L’Agence nationale d’administration et de contrôle des aliments et médicaments (NAFDAC) a annoncé que la production et la vente de boissons alcoolisées en sachets et en bouteilles de moins de 200 millilitres seront interdites d’ici décembre 2025.
Le directeur général de la NAFDAC, Mojisola Adeyeye, l’a révélé mardi lors d’un point de presse à Abuja, expliquant que la décision faisait partie des mesures visant à freiner l’abus croissant de boissons alcoolisées bon marché chez les jeunes et les chauffeurs commerciaux.

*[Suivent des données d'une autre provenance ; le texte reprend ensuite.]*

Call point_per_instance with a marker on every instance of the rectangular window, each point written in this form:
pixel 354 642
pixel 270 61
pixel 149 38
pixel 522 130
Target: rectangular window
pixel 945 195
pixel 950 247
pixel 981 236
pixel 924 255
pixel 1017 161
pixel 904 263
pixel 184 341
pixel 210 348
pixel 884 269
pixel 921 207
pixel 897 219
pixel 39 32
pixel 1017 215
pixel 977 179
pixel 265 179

« La prolifération de boissons à forte teneur en alcool en sachets et en petits contenants a rendu ces produits facilement accessibles, abordables et dissimulables, conduisant à un abus et à une dépendance généralisés parmi les mineurs et les conducteurs commerciaux. Cette menace pour la santé publique a été liée à l’augmentation des incidences de violence domestique, d’accidents de la route, d’abandon scolaire et de vices sociaux dans les communautés », a déclaré Adeyeye.
Cette annonce faisait suite à une directive du Sénat obligeant la NAFDAC à appliquer pleinement l’interdiction d’ici décembre 2025, les législateurs insistant sur le fait qu’aucune prolongation supplémentaire ne serait autorisée.
La résolution fait suite à une motion du sénateur Asuquo Ekpenyong (Cross River-Sud), qui s’est dit préoccupé par les reports répétés de l’interdiction malgré l’escalade des risques sociaux et sanitaires. Il a rappelé aux législateurs que l’agence avait initialement fixé la date limite à 2023 avant de la prolonger à 2024, puis à 2025, une tendance qui, selon lui, encourageait les fabricants à poursuivre leurs pressions pendant plus de temps.
Ekpenyong a averti que tout retard supplémentaire équivaudrait à une trahison de la confiance du public et nuirait à l’engagement du Nigeria envers les normes internationales de santé et de sécurité.
Adeyeye a expliqué que la directive découlait de l’inquiétude du Sénat concernant la disponibilité facile de boissons alcoolisées à bas prix, qui ont contribué aux défis sociaux et sanitaires. Elle a rappelé que la NAFDAC avait précédemment conclu un protocole d’accord avec les parties prenantes pour mettre en œuvre un retrait progressif des produits, mais a souligné que la dernière résolution du Sénat était définitive et non négociable.
Elle a exhorté les fabricants, les distributeurs et les détaillants à se mettre pleinement en conformité avant la date d’entrée en vigueur, notant que la décision était fondée sur des preuves scientifiques et des priorités de santé publique.
« Cette interdiction n’est pas punitive ; elle est protectrice. Elle vise à sauvegarder la santé et l’avenir de nos enfants et de nos jeunes. Nous ne pouvons pas continuer à sacrifier le bien-être des Nigérians pour des gains économiques à court terme. La santé d’une nation est sa véritable richesse », a ajouté Adeyeye.